- Born: Indonesia
- Citizenship: British
- Education: University of Wolverhampton
- Scientific career
- Fields: Construction Project Management
- Workplaces: Massey University
- Thesis: Developing a Knowledge Based System for the Valuation of Variations on Civil Engineering Works (2004)

= Monty Sutrisna =

British academic and researcher in construction

Monty Sutrisna is a British academic and researcher in construction and project management. He currently holds the position of Head of the School of Built Environment at Massey University in New Zealand. With an extensive career spanning academia and industry, Sutrisna has made contributions to the built environment field through his research, teaching, and leadership roles.

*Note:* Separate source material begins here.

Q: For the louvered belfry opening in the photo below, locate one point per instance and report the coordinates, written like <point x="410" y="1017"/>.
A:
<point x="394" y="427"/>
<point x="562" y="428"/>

==Early life and education==
Monty Sutrisna was born and raised in Indonesia. He completed his bachelor's degree in Civil Engineering, specializing in Construction Management, at Tarumanagara University, Indonesia, in 1997. Seeking further education, he moved to the United Kingdom, where he earned an MBA from the University of Salford in 2002. He continued his academic journey by pursuing a PhD in Construction Management, which he was awarded by the University of Wolverhampton in 2004.

==Academic roles==
Monty Sutrisna's academic career began at the University of Salford, UK, where he held positions as a Lecturer, Senior Lecturer, and Director of Postgraduate Research Training and Outreach. In 2012, he joined Curtin University in Western Australia as an associate professor of Construction Management. During his tenure at Curtin University, he served as the Head of the Construction Management Department and Acting Head of the School of Built Environment. In April 2019, Sutrisna was appointed Head of the School of Built Environment at Massey University, New Zealand, where he continues to lead the school in strategic planning, research, and industry engagement. He is the former president of the Australasian Universities Building Education Association.

==Research and publications==
Sutrisna is a prolific researcher with a broad range of publications, including refereed journal papers, book chapters, and conference proceedings. His research interests encompass cost estimation, project cost control, offsite construction, stakeholder engagement, and digital transformation in the construction industry. He has chaired and organized several international conferences and workshops, contributing to the advancement of knowledge in his field.

==Grants and funding==
Throughout his career, Sutrisna has secured substantial research funding. He is the Lead Principal Investigator of CanConstructNZ, "Creating Capacity and Capability for the New Zealand Construction Sector," funded by the New Zealand Ministry of Business, Innovation & Employment.